ZayZoon is ISO27001:2013 Certified
ZayZoon has been audited and is certified for the management of Information Security in line with ISO27001:2013 protocols.
ZayZoon ISO27001:2013 Certification
ISO/IEC 27001 is an international standard on how to manage information security. ZayZoon considers information security paramount in the application of financial services technology.
- Systematically examine the organization's information security risks, taking account of the threats, vulnerabilities, and impacts;
- Design and implement a coherent and comprehensive suite of information security controls and/or other forms of risk treatment (such as risk avoidance or risk transfer) to address those risks that are deemed unacceptable; and
- Adopt an overarching management process to ensure that the information security controls continue to meet the organization's information security needs on an ongoing basis.
Stage 1 - Review Information Security
Check the existence and completeness of key documentation such as the organization's information security policy, Statement of Applicability (SoA) and Risk Treatment Plan (RTP).

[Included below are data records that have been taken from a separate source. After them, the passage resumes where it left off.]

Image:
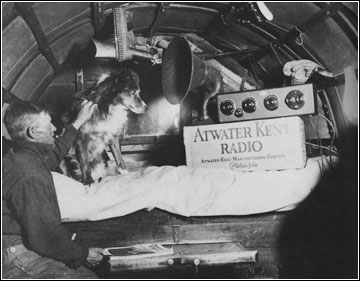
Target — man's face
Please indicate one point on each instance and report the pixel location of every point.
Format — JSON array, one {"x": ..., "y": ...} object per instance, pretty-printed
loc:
[{"x": 44, "y": 129}]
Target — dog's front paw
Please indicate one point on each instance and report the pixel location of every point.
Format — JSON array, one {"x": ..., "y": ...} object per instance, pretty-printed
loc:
[{"x": 122, "y": 171}]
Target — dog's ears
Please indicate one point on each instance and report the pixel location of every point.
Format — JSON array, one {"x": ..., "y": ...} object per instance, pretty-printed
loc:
[
  {"x": 102, "y": 78},
  {"x": 30, "y": 132}
]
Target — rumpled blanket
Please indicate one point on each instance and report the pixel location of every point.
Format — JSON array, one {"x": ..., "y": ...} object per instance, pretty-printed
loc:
[{"x": 187, "y": 191}]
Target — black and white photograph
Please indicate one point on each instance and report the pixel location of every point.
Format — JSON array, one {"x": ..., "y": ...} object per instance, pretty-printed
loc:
[{"x": 180, "y": 140}]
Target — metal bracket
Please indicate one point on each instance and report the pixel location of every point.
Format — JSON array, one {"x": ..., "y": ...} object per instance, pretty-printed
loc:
[
  {"x": 176, "y": 233},
  {"x": 98, "y": 15},
  {"x": 79, "y": 80},
  {"x": 159, "y": 17}
]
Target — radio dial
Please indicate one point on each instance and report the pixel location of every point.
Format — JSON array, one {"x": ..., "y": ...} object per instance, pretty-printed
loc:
[
  {"x": 249, "y": 105},
  {"x": 239, "y": 112},
  {"x": 227, "y": 107},
  {"x": 271, "y": 102},
  {"x": 295, "y": 99}
]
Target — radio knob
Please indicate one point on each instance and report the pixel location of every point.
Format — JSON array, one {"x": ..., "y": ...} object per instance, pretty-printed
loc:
[
  {"x": 249, "y": 105},
  {"x": 227, "y": 107},
  {"x": 239, "y": 112},
  {"x": 295, "y": 99},
  {"x": 271, "y": 102}
]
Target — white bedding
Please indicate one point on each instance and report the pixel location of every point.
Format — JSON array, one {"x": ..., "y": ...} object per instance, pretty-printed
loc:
[{"x": 186, "y": 191}]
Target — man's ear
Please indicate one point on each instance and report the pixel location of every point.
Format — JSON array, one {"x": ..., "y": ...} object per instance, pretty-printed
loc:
[{"x": 30, "y": 132}]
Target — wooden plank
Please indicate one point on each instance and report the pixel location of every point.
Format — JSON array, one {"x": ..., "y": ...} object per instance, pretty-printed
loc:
[
  {"x": 190, "y": 255},
  {"x": 249, "y": 234}
]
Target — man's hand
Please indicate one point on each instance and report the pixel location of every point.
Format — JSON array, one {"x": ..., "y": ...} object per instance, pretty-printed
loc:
[
  {"x": 86, "y": 111},
  {"x": 95, "y": 256}
]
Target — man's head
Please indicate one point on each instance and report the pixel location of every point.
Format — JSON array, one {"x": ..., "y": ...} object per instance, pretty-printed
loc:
[{"x": 27, "y": 121}]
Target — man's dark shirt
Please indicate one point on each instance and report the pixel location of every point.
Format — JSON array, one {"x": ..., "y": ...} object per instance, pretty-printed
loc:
[{"x": 30, "y": 206}]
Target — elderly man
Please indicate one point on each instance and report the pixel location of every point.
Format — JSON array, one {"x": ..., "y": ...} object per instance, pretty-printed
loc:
[{"x": 35, "y": 245}]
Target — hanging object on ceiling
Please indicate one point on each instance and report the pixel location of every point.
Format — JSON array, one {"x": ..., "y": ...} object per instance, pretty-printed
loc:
[{"x": 249, "y": 12}]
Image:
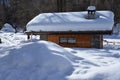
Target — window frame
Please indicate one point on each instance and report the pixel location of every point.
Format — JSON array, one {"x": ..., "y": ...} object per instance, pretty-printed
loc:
[{"x": 67, "y": 40}]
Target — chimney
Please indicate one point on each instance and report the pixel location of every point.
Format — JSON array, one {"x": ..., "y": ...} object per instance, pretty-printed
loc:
[{"x": 91, "y": 12}]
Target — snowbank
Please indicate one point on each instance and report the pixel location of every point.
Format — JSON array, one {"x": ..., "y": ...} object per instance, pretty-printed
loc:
[
  {"x": 35, "y": 61},
  {"x": 8, "y": 28}
]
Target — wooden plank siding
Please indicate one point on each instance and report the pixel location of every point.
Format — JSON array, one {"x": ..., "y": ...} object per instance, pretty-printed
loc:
[{"x": 83, "y": 41}]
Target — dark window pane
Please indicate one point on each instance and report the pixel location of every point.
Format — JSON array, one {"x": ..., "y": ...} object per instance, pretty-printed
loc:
[
  {"x": 63, "y": 40},
  {"x": 71, "y": 40}
]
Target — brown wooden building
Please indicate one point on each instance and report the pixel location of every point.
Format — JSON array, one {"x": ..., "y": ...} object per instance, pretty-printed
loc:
[{"x": 73, "y": 29}]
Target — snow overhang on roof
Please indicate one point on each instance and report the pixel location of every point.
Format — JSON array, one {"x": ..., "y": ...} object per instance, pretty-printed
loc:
[{"x": 71, "y": 21}]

Stage 2 - Formal Compliance Audit
Formal compliance audit, independently tested against ISMS requirements specified in ISO/IEC 27001. Auditors seek evidence that the management system is properly designed, implemented, and in operation.
Stage 3 - Ongoing Compliance
Follow-up reviews or audits confirm that the organization remains compliant with the standard. Certification maintenance requires periodic re-assessment audits to confirm that the ISMS operates as specified and intended.
We are ISO27001:2013 Certified
Based on the information and IT security needs and expectations of our stakeholders and interested parties we address and support the information security processes for management, administration; and the design, development, integration and servicing of ZayZoon's Wage Advances and LMS platforms according to ZayZoon's Statement of Applicability v0.0 and ISO27001:2013 security controls for management of information security and data.